Creating a procedural macro in Rust Pt. 1
Procedural macros are relatively new. Because of that it’s quite possible you’ll encounter a few compilation errors.
Normally, in Rust, the compiler helps you out effortlessly, but the lack of properly
understanding macro hygiëne and token spanning will result in confusing errors anyway.
I took the leap and wrote my own procedural macro, which is now released on
crates.io. That macro will be the subject of
these posts while I try to explain and provide solutions for compilation errors.
The complete source of this macro can be found on
github, if you’re interested.
Ready to go?
Make sure you have the Rust Nightly Toolchain installed, which can be done through the Rustup tool. This post also presumes you have already minimal knowledge of the Rust programming language and the Cargo tool.
A nightly compiler is not necessary per se, but it allows me to show off some cool features which haven’t arived on stable yet.
Starting off
A procedural macro must reside in it’s own crate. This ‘macro-crate’ is only allowed to export macros
and that’s, in my opinion, already an unusual constraint. Right off the bat we need to work around
this structural limitation by declaring two crates; 1 for all our macros and 1 for dependant types.
Let us call them ‘crate M’ and ‘crate T’ respectively.

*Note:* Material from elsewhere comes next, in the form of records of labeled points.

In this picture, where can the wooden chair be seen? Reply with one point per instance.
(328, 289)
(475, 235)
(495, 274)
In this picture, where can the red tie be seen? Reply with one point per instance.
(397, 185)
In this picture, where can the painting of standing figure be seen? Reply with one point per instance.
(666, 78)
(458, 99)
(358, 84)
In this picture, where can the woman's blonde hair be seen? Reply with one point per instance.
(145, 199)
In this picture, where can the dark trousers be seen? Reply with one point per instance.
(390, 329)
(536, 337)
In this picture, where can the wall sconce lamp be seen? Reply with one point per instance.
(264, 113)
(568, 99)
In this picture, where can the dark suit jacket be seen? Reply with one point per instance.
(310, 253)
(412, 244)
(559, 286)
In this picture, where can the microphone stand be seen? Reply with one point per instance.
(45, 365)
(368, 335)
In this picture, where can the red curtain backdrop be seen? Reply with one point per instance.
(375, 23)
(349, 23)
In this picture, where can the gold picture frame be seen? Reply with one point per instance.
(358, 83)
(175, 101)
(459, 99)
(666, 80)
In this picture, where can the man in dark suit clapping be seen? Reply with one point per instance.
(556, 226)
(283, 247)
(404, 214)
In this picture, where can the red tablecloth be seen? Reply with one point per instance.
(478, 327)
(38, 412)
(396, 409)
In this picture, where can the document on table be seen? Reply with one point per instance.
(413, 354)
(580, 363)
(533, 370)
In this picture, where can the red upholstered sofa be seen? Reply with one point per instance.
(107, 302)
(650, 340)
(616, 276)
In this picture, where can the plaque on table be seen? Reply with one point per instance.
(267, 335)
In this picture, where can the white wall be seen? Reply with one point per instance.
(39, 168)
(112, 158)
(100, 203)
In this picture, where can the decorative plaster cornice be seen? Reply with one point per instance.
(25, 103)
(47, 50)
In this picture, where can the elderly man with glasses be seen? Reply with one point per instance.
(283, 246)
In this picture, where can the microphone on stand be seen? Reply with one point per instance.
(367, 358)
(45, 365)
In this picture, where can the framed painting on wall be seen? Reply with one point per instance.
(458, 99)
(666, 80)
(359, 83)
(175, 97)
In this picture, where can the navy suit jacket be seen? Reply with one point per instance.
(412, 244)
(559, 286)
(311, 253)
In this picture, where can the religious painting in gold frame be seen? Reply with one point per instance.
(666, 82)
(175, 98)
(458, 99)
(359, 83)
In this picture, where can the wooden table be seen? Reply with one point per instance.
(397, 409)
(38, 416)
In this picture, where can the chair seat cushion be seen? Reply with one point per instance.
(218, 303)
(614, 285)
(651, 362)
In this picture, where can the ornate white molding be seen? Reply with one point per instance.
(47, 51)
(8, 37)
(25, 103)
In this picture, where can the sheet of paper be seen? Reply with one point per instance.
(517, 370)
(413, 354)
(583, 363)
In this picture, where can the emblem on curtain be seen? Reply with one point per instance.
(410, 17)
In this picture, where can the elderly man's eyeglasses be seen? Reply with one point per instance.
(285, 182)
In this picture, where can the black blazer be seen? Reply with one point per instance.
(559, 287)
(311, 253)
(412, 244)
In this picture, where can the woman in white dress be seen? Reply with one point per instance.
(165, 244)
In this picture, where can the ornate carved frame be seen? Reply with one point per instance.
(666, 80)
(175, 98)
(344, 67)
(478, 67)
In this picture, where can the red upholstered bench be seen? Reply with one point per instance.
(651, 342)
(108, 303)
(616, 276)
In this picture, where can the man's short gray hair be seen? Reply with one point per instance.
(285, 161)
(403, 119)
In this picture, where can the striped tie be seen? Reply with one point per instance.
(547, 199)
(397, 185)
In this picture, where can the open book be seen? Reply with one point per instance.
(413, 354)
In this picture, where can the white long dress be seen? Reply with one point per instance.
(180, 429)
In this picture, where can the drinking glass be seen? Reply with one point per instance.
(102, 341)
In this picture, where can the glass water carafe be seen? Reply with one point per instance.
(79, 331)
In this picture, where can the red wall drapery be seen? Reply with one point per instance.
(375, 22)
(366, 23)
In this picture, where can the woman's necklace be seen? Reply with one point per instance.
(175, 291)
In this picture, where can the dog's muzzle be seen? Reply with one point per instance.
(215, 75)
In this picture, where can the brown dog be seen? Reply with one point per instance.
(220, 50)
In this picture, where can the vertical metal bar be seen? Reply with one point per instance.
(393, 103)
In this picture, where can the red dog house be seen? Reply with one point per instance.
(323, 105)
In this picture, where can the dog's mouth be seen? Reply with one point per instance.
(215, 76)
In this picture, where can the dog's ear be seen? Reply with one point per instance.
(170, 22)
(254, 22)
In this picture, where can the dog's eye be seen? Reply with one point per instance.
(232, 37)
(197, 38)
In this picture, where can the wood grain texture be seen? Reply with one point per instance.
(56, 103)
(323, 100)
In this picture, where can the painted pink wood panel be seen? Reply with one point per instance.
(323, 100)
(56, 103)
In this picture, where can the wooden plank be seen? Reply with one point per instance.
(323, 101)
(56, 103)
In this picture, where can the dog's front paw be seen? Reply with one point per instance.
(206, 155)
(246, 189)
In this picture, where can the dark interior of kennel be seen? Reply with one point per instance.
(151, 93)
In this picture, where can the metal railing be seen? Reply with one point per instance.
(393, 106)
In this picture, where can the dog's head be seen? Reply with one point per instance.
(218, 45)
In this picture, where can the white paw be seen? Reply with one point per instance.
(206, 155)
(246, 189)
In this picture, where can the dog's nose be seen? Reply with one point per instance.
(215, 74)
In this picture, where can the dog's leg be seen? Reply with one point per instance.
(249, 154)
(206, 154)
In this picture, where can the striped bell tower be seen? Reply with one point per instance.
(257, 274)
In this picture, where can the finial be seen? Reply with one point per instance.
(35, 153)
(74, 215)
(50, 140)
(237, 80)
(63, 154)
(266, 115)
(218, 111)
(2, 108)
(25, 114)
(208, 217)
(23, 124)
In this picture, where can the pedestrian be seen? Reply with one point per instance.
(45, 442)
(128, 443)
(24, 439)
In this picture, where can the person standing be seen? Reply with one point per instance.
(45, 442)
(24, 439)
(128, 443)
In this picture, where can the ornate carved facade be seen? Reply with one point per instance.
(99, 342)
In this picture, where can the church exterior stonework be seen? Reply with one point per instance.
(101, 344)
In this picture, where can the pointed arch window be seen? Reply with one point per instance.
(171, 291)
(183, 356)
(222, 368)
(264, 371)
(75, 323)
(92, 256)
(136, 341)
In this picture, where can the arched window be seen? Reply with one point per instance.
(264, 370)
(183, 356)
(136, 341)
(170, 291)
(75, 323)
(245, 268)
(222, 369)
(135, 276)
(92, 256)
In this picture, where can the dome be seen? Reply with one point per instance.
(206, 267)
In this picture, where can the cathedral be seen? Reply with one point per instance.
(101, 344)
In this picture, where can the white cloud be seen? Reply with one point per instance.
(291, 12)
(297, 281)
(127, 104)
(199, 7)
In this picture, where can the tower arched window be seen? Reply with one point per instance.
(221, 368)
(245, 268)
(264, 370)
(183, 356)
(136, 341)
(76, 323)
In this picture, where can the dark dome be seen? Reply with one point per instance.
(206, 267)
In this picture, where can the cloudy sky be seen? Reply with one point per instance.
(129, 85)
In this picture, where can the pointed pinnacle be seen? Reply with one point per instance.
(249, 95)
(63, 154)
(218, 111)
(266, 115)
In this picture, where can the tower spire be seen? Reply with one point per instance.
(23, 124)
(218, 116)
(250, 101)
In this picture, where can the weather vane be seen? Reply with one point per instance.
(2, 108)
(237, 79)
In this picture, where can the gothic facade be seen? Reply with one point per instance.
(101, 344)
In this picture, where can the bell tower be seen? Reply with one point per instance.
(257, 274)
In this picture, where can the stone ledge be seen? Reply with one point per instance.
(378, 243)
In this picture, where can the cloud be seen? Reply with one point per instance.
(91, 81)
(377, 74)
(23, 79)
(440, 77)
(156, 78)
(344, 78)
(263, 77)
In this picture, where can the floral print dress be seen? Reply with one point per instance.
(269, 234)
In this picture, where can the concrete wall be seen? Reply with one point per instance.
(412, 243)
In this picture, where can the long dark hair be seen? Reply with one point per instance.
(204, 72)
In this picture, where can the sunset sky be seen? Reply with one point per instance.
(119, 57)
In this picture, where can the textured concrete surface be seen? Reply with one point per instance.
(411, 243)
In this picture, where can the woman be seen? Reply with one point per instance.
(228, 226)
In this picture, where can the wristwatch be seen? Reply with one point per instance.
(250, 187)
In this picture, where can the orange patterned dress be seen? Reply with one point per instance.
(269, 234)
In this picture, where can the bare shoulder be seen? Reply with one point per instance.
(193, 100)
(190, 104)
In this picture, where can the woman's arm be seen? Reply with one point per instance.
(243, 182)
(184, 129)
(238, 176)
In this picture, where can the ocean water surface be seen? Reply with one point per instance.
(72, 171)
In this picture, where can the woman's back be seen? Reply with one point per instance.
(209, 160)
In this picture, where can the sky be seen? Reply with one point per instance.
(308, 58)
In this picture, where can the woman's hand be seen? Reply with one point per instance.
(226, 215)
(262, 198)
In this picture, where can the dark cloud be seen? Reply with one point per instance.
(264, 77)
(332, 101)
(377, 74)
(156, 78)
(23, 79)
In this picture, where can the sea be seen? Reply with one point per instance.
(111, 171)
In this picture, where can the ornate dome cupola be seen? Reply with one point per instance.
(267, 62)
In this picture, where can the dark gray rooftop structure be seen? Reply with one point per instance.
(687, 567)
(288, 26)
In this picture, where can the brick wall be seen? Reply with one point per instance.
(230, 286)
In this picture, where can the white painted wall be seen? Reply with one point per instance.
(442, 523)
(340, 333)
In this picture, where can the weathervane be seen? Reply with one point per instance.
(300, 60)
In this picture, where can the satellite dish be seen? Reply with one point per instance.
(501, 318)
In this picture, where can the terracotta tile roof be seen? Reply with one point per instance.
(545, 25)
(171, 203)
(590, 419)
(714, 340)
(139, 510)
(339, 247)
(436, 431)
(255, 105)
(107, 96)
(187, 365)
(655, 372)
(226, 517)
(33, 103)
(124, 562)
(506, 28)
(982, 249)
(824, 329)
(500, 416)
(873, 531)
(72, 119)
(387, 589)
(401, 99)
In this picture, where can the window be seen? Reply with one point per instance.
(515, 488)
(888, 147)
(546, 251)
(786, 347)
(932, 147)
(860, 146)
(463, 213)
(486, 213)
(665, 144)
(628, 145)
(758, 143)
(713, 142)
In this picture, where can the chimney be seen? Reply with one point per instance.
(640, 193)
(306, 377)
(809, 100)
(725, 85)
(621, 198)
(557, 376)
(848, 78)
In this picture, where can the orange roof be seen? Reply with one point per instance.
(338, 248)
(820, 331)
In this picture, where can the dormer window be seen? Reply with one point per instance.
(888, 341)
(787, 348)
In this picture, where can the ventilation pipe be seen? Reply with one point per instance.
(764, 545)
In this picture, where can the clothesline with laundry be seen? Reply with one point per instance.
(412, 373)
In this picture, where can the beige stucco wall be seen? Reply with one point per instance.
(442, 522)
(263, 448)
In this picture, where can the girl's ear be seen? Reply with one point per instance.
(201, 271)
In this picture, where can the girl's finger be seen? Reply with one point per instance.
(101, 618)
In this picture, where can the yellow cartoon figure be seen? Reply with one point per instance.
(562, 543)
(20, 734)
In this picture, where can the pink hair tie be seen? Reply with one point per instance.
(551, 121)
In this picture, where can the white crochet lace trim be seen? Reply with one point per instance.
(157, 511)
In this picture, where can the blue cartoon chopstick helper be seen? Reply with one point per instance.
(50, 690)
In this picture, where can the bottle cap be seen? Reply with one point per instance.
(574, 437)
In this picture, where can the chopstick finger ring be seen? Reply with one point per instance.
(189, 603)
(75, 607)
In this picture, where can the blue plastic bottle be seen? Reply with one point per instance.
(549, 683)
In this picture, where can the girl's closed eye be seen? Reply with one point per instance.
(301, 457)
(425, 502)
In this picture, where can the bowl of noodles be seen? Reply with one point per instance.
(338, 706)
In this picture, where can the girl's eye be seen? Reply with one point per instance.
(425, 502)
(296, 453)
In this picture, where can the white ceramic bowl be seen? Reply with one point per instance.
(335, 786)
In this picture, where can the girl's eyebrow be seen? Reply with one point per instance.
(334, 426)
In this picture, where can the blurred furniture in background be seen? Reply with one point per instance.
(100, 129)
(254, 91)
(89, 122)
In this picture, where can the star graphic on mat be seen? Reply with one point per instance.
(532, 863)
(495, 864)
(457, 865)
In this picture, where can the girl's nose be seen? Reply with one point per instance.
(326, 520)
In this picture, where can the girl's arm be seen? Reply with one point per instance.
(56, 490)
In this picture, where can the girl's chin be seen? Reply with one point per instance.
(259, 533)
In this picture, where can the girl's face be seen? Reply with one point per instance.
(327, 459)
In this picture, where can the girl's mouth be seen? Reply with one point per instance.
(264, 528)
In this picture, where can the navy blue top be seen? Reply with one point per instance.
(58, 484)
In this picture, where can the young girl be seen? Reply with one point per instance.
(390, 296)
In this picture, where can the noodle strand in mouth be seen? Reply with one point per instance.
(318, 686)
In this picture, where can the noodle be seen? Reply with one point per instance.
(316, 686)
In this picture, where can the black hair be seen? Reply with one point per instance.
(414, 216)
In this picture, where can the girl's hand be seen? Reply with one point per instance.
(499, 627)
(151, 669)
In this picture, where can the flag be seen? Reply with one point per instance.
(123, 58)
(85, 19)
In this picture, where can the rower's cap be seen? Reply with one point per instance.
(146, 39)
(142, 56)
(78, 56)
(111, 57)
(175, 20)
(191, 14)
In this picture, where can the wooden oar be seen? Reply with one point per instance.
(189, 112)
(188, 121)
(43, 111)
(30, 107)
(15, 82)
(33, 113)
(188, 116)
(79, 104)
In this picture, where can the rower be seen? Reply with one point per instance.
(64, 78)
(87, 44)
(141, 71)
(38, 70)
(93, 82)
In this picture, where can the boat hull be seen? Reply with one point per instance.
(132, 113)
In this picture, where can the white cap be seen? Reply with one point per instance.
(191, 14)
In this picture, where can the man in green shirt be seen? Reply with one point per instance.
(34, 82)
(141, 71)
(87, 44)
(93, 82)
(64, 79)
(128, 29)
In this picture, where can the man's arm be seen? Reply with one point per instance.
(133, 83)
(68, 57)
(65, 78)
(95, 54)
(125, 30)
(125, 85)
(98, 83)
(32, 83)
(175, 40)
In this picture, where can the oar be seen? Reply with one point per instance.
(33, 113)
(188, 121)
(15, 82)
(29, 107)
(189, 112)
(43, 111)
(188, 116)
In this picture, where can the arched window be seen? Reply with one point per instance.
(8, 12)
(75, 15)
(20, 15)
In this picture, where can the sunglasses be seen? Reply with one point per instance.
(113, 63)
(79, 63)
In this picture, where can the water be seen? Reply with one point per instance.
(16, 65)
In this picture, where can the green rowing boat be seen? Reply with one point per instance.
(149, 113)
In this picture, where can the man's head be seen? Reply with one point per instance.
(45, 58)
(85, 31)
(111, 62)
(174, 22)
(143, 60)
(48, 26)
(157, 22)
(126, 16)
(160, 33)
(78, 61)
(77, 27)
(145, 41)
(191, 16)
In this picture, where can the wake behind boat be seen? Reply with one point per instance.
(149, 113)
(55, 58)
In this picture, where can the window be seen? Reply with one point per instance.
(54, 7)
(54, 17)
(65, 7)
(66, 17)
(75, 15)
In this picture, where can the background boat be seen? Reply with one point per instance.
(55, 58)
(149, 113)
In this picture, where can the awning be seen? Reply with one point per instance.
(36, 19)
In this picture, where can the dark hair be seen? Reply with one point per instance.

The crate containing your application code, which we’ll call ‘crate A’, will have both crate M and T as dependancy.
DO NOT make the macro crates dependant on each other or your application crate, these links will result
in compilation errors because of circular dependancies. When necessary we can make additional dependancy
links inside the expanded code from our macro.
Building a procedural macro crate is quite simple. Inside the Cargo.toml
file you add the following code:
[lib]
# Changes the build target
proc-macro = true
Procedural macro template
Throughout this post I’ll use the terms ‘procedural macro’, ‘procedural macro attribute’ and ‘macro method’ so I’d like to take a moment first and explain each of them.
A procedural Macro is essentially a compiler extension which you can write yourself in Rust code. These macros
allows for automatic code generation, constraints checking and more. Since it’s “just Rust code” you can make
it do anything by utilising the standard library or external crates. Possibilites are endless.
A procedural macro Attribute is a kind of procedural macro which is invoked using a specific syntax. These
macros are attributed to your Rust code and will interact with, or rather manipulate, that code.
A macro Method is the method called by the Rust compiler when a procedural macro is resolved (or called).
These methods communicate with the Rust compiler and contain the logic of a macro.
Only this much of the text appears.